The TREAT-NMD network provides an invaluable research tool for trial readiness (feasibility and recruitment), and to assess standards of care (CARE-NMD), biomarker discovery and validation (BIO-NMD) as well as investigating burden of illness and the natural history and outcomes. The wealth of data that can be obtained is illustrated in Figure 3, which shows the patient numbers for the five most common exon skips across different countries in the TREAT-NMD network in 2010. Selecting a particular exon as an inclusion parameter immediately narrows the cohort, and international collaboration is essential for trial feasibility and recruitment, i.e. to gain sufficient patient numbers to facilitate research.
There are numerous examples of the TREAT-NMD registry being used to address research questions for DMD. As an example, to explore the changing natural history of DMD, registry data for each country in TREAT-NMD were transferred to a central database (n=6,787).10 Only patients with a fully confirmed DMD mutation were included in the final analysis and the data were subject to data cleaning and plausibility checks (H Lochmüller et al., manuscript in preparation). The data showed variation in steroid uptake across different countries, revealing that care standards are being not applied equally worldwide. When the effects of this on outcomes are examined, a negative correlation can be discerned between steroid use and lack of ambulation at age 12–17 years (see Figure 4). Steroid users were five times more likely to walk at age 12–17 years than those who did not use steroids. Similarly, an inverse correlation was shown between steroid use and the requirement for scoliosis surgery, whereby those who used steroids were five times less likely to require scoliosis surgery than non-steroid users. No significant effect of steroids on the onset of cardiomyopathy was apparent however.

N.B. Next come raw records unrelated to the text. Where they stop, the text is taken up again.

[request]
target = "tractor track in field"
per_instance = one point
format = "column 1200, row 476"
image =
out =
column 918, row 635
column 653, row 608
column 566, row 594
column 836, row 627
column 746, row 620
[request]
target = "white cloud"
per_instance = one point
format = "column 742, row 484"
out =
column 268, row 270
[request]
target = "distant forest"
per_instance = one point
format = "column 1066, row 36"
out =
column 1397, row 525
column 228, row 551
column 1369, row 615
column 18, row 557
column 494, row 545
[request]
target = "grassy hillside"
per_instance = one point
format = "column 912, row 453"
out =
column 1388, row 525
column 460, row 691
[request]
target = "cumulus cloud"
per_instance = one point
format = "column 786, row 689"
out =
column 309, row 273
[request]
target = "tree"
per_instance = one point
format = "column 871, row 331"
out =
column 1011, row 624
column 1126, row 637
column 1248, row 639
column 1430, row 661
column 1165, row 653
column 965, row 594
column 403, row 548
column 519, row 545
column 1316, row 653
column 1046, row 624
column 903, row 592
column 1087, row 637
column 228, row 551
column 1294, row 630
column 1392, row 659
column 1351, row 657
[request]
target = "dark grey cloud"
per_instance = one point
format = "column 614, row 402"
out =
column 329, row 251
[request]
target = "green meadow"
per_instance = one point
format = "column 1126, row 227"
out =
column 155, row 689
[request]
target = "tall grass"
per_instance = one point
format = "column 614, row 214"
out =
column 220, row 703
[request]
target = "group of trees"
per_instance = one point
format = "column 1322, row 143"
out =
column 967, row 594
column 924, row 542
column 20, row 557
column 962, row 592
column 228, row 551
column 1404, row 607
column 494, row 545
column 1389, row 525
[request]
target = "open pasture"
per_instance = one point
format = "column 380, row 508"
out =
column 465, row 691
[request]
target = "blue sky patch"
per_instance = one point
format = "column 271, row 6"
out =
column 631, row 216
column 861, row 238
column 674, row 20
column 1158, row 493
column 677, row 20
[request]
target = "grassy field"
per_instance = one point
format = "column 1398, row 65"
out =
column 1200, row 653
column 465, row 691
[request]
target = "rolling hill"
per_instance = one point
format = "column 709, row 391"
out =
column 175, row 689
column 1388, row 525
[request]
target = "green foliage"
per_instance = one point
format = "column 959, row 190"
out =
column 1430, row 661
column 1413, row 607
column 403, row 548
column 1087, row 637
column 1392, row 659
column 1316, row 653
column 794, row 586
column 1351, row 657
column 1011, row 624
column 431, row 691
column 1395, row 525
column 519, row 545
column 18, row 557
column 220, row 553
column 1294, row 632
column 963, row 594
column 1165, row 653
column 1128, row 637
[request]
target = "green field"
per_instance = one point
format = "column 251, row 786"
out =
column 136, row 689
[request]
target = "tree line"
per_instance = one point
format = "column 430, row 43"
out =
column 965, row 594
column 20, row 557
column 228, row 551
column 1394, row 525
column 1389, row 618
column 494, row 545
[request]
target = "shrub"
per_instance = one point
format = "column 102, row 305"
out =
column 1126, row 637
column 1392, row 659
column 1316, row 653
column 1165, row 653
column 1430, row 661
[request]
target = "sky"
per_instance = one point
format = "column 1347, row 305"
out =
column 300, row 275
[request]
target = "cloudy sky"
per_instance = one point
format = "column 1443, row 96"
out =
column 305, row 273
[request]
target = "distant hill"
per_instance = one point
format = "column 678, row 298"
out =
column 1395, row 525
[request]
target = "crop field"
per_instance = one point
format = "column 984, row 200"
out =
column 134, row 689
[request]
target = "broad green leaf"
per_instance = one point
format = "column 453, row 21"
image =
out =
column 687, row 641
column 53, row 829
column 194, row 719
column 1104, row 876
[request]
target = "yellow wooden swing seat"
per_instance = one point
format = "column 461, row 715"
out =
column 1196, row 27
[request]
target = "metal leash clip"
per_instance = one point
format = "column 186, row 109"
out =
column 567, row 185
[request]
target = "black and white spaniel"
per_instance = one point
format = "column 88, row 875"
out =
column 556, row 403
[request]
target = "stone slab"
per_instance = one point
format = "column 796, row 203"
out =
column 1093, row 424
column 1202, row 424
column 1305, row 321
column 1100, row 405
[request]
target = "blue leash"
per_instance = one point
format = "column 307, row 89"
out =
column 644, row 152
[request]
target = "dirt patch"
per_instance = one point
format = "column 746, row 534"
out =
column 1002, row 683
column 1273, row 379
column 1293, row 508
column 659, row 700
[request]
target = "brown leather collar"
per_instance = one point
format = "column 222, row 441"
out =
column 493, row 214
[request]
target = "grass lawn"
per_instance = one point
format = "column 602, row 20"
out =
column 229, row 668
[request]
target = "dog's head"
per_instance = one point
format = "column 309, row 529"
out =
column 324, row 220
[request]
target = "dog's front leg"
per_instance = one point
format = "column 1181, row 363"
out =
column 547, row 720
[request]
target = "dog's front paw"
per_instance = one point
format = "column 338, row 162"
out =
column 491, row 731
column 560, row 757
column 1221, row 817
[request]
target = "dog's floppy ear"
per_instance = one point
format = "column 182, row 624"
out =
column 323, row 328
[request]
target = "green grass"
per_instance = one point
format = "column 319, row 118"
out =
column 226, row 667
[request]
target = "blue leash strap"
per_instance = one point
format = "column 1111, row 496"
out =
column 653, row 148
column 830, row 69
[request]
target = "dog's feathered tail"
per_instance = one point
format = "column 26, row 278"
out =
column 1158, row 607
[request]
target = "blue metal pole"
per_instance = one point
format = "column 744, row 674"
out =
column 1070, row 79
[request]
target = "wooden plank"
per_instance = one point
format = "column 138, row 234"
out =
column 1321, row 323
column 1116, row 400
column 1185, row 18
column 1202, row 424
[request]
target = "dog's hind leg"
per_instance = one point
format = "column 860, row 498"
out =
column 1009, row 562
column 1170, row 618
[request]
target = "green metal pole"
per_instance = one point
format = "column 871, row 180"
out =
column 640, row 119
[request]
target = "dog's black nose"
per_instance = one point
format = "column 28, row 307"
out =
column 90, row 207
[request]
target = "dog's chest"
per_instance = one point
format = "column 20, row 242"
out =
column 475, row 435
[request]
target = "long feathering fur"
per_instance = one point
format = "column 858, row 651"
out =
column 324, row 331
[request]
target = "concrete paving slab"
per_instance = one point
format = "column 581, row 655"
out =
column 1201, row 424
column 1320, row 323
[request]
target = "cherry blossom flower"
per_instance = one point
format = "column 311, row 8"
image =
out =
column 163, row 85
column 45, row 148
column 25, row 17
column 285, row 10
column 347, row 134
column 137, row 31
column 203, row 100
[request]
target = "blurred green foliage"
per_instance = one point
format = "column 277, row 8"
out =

Expansion is planned for TREAT-NMD registries to assist recruitment for industry-sponsored trials, with new sites and diseases to be included in the Care and Trial Site Registry. In addition, the action plan for 2014 to 2016 includes improved visibility for centres of excellence, data curation to avoid duplication of data entry and collaboration with research networks, patient organisations and with industry to provide feedback to patient organisations and to facilitate post-marketing studies. Regarding the collaboration with industry, post-marketing studies are needed to understand the safety signals and long-term treatment outcomes of new therapies, and may become a requirement by the European Medicines Agency (EMA) and US Food and Drug Administration (FDA). To help fulfil this requirement and to potentially address other long-term research questions, further investment is focussing on setting up a system to allow standardised and more complete data capture (i.e. auditable data, similar to clinical trials) in anticipation of supporting these future needs.